Runzelstirn and Gurglestock are apparently key members of the Swiss 'schlimpfluch' scene. What, you mean you haven't heard of them? There is a hint of S&M about the duo. One man, let's call him Runzelstirn, sits on a stool dressed in a black skirt. His torso bare except for the black paint on his nipples. His mouth appears to be bound by a piece of wire. On his hands he wears 'cyber gloves' which he uses to trigger various samples and noises. Gurglestock performs the gig wearing a sinister pig mask. He too is bare chested. He moves about the stage and audience carrying a small amp.
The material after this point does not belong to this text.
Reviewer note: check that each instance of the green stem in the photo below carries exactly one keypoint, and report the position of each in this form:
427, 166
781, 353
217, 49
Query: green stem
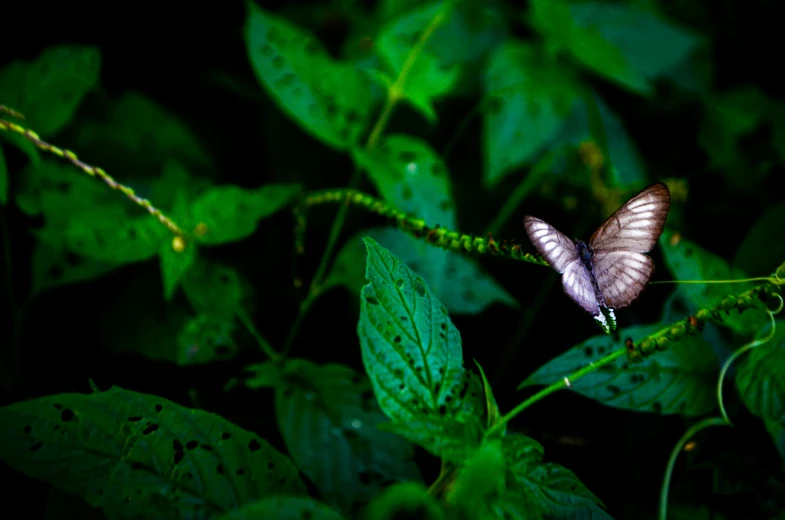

At one point entering into a staring contest with someone sitting at the front.


This is to say nothing of their music, which for all the gothic cabaret, is hypnotic. Tiny bursts of static sound like flies crawling over the remains of a week-old carcass left in the sun. Their eggs hatch and pupa gorge on the rotten remains, which is at once a dead and living thing. Nearby a small child is tortured, her pitiable cries assail your uncaring ears.


Smegma have been knocking around since the early 70s, not that I have ever come across them before. Perhaps that's because the band appear to have spent the last 30 years in a Grateful Dead gig. Musically the band take their cue from Faust. Processed electronics are combined with parping whistle orchestras, which mutate into bursts of psych-rock. Childrens toys, theremin, cornet and turntables are all thrown together. One band member plays a piece of rubber from which he elicits the noise of a saxophone. Somehow they meld this cacophonous brew together.


Throughout the gig I feel that I have been granted the chance to see something rare and precious. Something about the possibilities of music, but that insight eludes me. All I know with certainty is that I have witnessed the majesty of Smegma.